I was comfortably hunkered down reading about the monstrous Mountain Meadows Massacre of 1859 when Mars interrupted to show me the latest carnage occurring in our own front yard - another hawk on pigeon bloodbath -- our fourth one this calendar year.

This time the killer, pale brown with white speckles, had its back to us - completely obscuring any view of its prey as we looked out our dining room window. The perp was standing, hunched over, on a thick blanket of disembodied black feathers atop one of our now-disappearing snow banks. Just when I had the picture framed in our digital Sony Cyber-shot the raptor took flight, leaving behind the dark groundcover of pigeon plumage and a small blotch of what had once been vital fluid in the gray snow.
The victim, like its predecessors, had been lured to its execution site by the food at our bird feeders -- like the fragrant nectar that attracts insects to carnivorous plants. That however is not the birdseed's primary purpose. It is instead another unintended consequence of an apparently altruistic act.

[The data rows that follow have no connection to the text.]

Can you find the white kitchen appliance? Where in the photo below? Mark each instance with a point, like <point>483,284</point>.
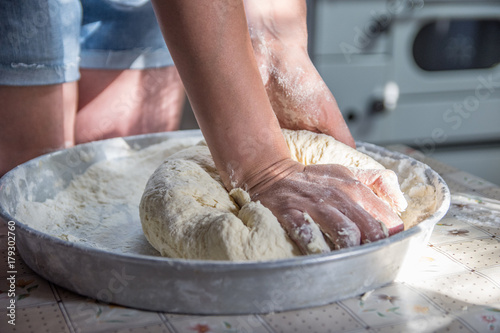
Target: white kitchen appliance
<point>421,73</point>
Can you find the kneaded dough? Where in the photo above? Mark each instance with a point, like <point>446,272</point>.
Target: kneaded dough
<point>186,212</point>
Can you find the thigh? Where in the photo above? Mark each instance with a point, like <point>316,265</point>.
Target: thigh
<point>128,102</point>
<point>34,119</point>
<point>39,41</point>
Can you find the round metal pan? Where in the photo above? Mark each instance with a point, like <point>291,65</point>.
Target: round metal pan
<point>191,286</point>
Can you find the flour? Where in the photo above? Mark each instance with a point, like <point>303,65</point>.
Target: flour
<point>99,208</point>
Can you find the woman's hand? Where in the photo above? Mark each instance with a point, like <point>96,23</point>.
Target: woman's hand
<point>346,210</point>
<point>298,94</point>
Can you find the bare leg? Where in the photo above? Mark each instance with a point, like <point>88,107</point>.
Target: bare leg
<point>116,103</point>
<point>36,120</point>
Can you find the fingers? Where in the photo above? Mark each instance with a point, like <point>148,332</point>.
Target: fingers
<point>334,123</point>
<point>304,232</point>
<point>385,185</point>
<point>356,202</point>
<point>338,228</point>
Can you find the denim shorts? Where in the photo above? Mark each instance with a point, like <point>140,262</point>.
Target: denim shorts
<point>48,41</point>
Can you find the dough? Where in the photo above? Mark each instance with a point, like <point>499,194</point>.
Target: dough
<point>187,213</point>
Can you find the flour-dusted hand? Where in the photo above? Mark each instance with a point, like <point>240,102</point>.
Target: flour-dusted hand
<point>299,96</point>
<point>347,211</point>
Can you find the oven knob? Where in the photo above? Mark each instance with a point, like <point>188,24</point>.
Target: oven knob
<point>385,99</point>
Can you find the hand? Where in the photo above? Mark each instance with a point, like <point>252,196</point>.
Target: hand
<point>298,94</point>
<point>347,211</point>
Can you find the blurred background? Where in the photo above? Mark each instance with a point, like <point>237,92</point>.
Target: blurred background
<point>414,72</point>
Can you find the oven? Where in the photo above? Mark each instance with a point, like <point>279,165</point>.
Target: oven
<point>421,73</point>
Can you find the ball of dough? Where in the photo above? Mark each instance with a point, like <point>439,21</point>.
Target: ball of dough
<point>186,212</point>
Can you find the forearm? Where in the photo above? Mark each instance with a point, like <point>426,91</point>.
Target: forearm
<point>282,21</point>
<point>211,48</point>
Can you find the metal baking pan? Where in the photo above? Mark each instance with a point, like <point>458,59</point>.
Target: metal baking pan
<point>191,286</point>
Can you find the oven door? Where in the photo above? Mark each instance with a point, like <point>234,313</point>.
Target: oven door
<point>444,63</point>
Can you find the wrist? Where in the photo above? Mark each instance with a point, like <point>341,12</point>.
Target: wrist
<point>262,180</point>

The concept of unintended consequences was popularized by Sociologist Robert K. Merton and can be roughly grouped into three types:
"* A positive, unexpected benefit (usually referred to as serendipity or a windfall).
* A negative, unexpected detriment occurring in addition to the desired effect of the policy (e.g., while irrigation schemes provide people with water for agriculture, they can increase waterborne diseases that have devastating health effects, such as schistosomiasis).

* A perverse effect contrary to what was originally intended (when an intended solution makes a problem worse), such as when a policy has a perverse incentive that causes actions opposite to what was intended."

You would think that the pigeon massacre falls into the second or third category. Well, maybe - maybe not.
(St. Francis & the Prairie Dog, Santa Fe, N.M. - photo by Mars)

On the surface our dedication to the care and feeding of the neighborhood birds may seem to be quite St. Francis of Assisi like. It is in fact, at its heart, a somewhat self-serving attempt to cultivate an ambiance of cuteness, color, and cheerful chirping that changes our staid, suburban scenery into the imagined world in which we would really like to live -- in the same way that the plants we scatter around our landscape alter that part of the environment. But, truth be told, our view of that best possible avian world does not include pigeons.

Nonetheless they come -- with their unappealing shape, drab color (muted by centuries of urban soot), and annoying "songs". And, by the sheer force of their girth and numbers, they muscle out the more desirable ground-feeding cardinals, finches and juncos that we seek. Then they eat our birdseed. (In fairness there is one almost totally white pigeon with gray spotting reminiscent of snow country camouflage that is pretty neat to look at. It's the exception that proves the rule.)

Hawks however are a different story.

For one thing, they don't really care about our sunflower and millet -- so in that sense they provide totally free entertainment. And what they do seem to care about -- we don't. Plus, most importantly, they provide a dramatic counterpoint to the artificial world of sweetness and light engendered by our smaller, more pacific avian guests.

The ideal life, as the philosopher Aristotle teaches, lies in living the "Golden Mean" -- the perfect balance between extremes. In this case it is the midpoint between the Garden of Eden and the State of Nature.

If there only was a similarly rapacious plant (other than weeds) that overtly attacked the unintended residents of our floral beds -- sort of a well-programmed Venus Flower Trap. Now that would be a seriously serendipitous windfall.